New Jersey Lawmakers Set to Vote on Death Penalty Ban

This week, lawmakers in New Jersey will be voting on whether or not to abolish the death penalty in the state, which could change the sentence for the state's most serious crimes to life without parole.

If approved - and many suggest that it's likely - it would make New Jersey the first state to abolish capital punishment since it was reinstated by the Supreme Court in 1976.

Currently, New Jersey has eight people on death row, though no one has been executed there since 1963.

The sponsor of the state Senate bill, Democrat Ray Lesniak, predicted that both houses of the state Congress will pass the bill, and Governor Jon Corzine has already promised to sign it into law when it passes his desk.

The opposing lawmakers, headed by Republican minority leader Alex DeCroce, protest that the measure has not received proper debate, and that Democrats were pushing the bill through too hastily.

The Congress-majority Democrats are following the January recommendation of a legislative commission to abolish the death penalty, based on their opinion that from the evidence available, it did not successfully deter the most serious crimes.

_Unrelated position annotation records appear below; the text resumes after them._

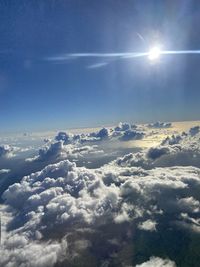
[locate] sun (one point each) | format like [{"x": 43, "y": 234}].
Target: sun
[{"x": 154, "y": 53}]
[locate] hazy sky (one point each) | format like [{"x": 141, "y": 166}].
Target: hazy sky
[{"x": 37, "y": 93}]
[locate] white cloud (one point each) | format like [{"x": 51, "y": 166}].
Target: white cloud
[
  {"x": 157, "y": 262},
  {"x": 148, "y": 225},
  {"x": 4, "y": 171},
  {"x": 159, "y": 124},
  {"x": 6, "y": 151}
]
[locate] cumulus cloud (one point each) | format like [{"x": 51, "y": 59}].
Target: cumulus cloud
[
  {"x": 64, "y": 211},
  {"x": 4, "y": 171},
  {"x": 148, "y": 225},
  {"x": 157, "y": 262},
  {"x": 194, "y": 130},
  {"x": 159, "y": 124},
  {"x": 6, "y": 151},
  {"x": 65, "y": 197},
  {"x": 131, "y": 135}
]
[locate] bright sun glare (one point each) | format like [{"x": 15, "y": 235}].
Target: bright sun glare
[{"x": 154, "y": 53}]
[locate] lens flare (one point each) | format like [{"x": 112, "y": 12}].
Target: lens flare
[{"x": 154, "y": 53}]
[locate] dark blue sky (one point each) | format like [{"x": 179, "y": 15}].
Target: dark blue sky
[{"x": 37, "y": 94}]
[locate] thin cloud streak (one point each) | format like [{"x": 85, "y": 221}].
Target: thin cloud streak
[{"x": 123, "y": 55}]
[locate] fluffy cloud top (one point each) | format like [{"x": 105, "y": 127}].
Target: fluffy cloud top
[
  {"x": 159, "y": 124},
  {"x": 63, "y": 196},
  {"x": 6, "y": 151},
  {"x": 157, "y": 262}
]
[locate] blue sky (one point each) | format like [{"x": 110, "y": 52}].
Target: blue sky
[{"x": 41, "y": 94}]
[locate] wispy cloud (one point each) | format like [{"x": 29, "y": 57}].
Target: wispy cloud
[
  {"x": 97, "y": 65},
  {"x": 108, "y": 57}
]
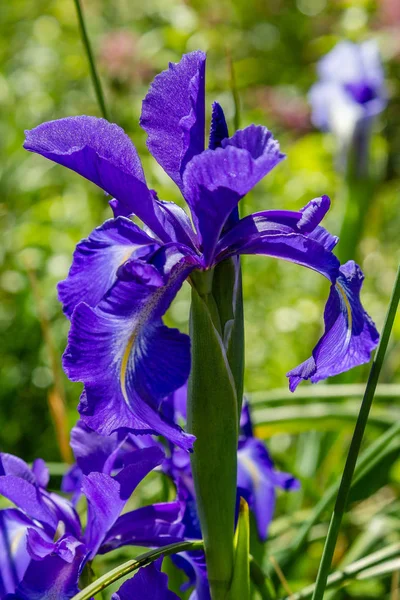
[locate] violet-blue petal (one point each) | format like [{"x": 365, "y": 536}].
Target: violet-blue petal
[
  {"x": 14, "y": 557},
  {"x": 128, "y": 360},
  {"x": 149, "y": 583},
  {"x": 13, "y": 465},
  {"x": 177, "y": 224},
  {"x": 97, "y": 259},
  {"x": 39, "y": 545},
  {"x": 41, "y": 472},
  {"x": 349, "y": 337},
  {"x": 256, "y": 481},
  {"x": 90, "y": 449},
  {"x": 215, "y": 180},
  {"x": 52, "y": 577},
  {"x": 293, "y": 247},
  {"x": 219, "y": 128},
  {"x": 173, "y": 114},
  {"x": 153, "y": 526},
  {"x": 28, "y": 498},
  {"x": 193, "y": 564},
  {"x": 104, "y": 154},
  {"x": 108, "y": 495}
]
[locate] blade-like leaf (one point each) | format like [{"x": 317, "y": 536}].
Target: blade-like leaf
[{"x": 133, "y": 565}]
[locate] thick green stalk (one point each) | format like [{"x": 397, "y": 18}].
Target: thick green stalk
[
  {"x": 133, "y": 565},
  {"x": 212, "y": 418},
  {"x": 227, "y": 291},
  {"x": 345, "y": 485},
  {"x": 92, "y": 64}
]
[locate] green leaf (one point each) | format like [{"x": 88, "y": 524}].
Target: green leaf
[
  {"x": 133, "y": 565},
  {"x": 379, "y": 563},
  {"x": 303, "y": 417},
  {"x": 212, "y": 418},
  {"x": 240, "y": 587}
]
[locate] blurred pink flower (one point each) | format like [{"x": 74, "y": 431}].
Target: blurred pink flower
[
  {"x": 291, "y": 112},
  {"x": 120, "y": 57}
]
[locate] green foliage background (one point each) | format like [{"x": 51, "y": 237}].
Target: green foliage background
[{"x": 45, "y": 209}]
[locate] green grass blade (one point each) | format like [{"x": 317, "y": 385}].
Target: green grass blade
[
  {"x": 311, "y": 393},
  {"x": 295, "y": 418},
  {"x": 368, "y": 460},
  {"x": 92, "y": 64},
  {"x": 345, "y": 485}
]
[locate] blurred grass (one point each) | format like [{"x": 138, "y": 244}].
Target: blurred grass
[{"x": 45, "y": 209}]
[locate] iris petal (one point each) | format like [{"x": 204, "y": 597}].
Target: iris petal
[
  {"x": 97, "y": 259},
  {"x": 173, "y": 114},
  {"x": 215, "y": 180},
  {"x": 149, "y": 583},
  {"x": 350, "y": 335}
]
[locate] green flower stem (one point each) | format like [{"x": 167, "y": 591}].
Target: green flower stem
[
  {"x": 133, "y": 565},
  {"x": 345, "y": 485},
  {"x": 92, "y": 64},
  {"x": 360, "y": 569},
  {"x": 212, "y": 418}
]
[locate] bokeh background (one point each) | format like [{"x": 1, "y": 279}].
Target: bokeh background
[{"x": 266, "y": 52}]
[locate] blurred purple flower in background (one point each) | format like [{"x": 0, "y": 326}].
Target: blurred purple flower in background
[
  {"x": 350, "y": 93},
  {"x": 43, "y": 547},
  {"x": 124, "y": 278},
  {"x": 350, "y": 90}
]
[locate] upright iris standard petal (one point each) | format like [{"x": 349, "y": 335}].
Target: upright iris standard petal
[
  {"x": 215, "y": 180},
  {"x": 350, "y": 335},
  {"x": 149, "y": 583},
  {"x": 274, "y": 239},
  {"x": 104, "y": 154},
  {"x": 28, "y": 498},
  {"x": 129, "y": 361},
  {"x": 97, "y": 259},
  {"x": 53, "y": 576},
  {"x": 173, "y": 114}
]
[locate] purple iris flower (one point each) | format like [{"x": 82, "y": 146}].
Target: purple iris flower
[
  {"x": 350, "y": 90},
  {"x": 147, "y": 584},
  {"x": 43, "y": 548},
  {"x": 257, "y": 481},
  {"x": 123, "y": 278}
]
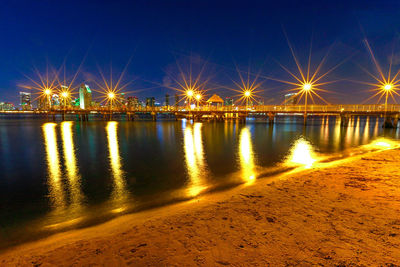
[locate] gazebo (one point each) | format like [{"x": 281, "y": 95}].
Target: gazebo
[{"x": 215, "y": 99}]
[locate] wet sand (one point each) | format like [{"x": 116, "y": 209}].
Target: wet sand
[{"x": 344, "y": 214}]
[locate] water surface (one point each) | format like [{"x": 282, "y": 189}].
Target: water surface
[{"x": 62, "y": 175}]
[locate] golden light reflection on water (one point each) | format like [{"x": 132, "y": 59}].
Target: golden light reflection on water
[
  {"x": 383, "y": 143},
  {"x": 194, "y": 157},
  {"x": 53, "y": 163},
  {"x": 120, "y": 193},
  {"x": 302, "y": 153},
  {"x": 71, "y": 166},
  {"x": 366, "y": 131},
  {"x": 246, "y": 156}
]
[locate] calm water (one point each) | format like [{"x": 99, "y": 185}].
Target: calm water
[{"x": 58, "y": 176}]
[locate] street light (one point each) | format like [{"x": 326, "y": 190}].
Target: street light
[
  {"x": 47, "y": 92},
  {"x": 247, "y": 95},
  {"x": 198, "y": 98},
  {"x": 306, "y": 88},
  {"x": 65, "y": 96}
]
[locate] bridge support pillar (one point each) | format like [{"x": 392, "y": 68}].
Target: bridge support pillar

At the current time, 37 states and the federal government have approved the death penalty, but the actual number of executions has dropped significantly in recent years. Data from the Death Penalty Information Center suggests that the number of death sentences imposed fell by 60 percent from 1999 to 2006, while the number of executions dropped by 40 percent over the same period.

In 2006, 53 death row inmates were executed - the lowest total for the US in 10 years - and the total number estimated to be executed this year is 42.

Even now, executions have been halted due to a moratorium from the Supreme Court while they make a decision on the constitutionality of lethal injections, which may be cruel and unusual punishment. That decision is scheduled to be made in the middle of next year.

Legislators, criminal defense attorneys and other advocates for the ban are hoping that if New Jersey takes the step to enact a ban, that it will pave the way for other states to follow suit.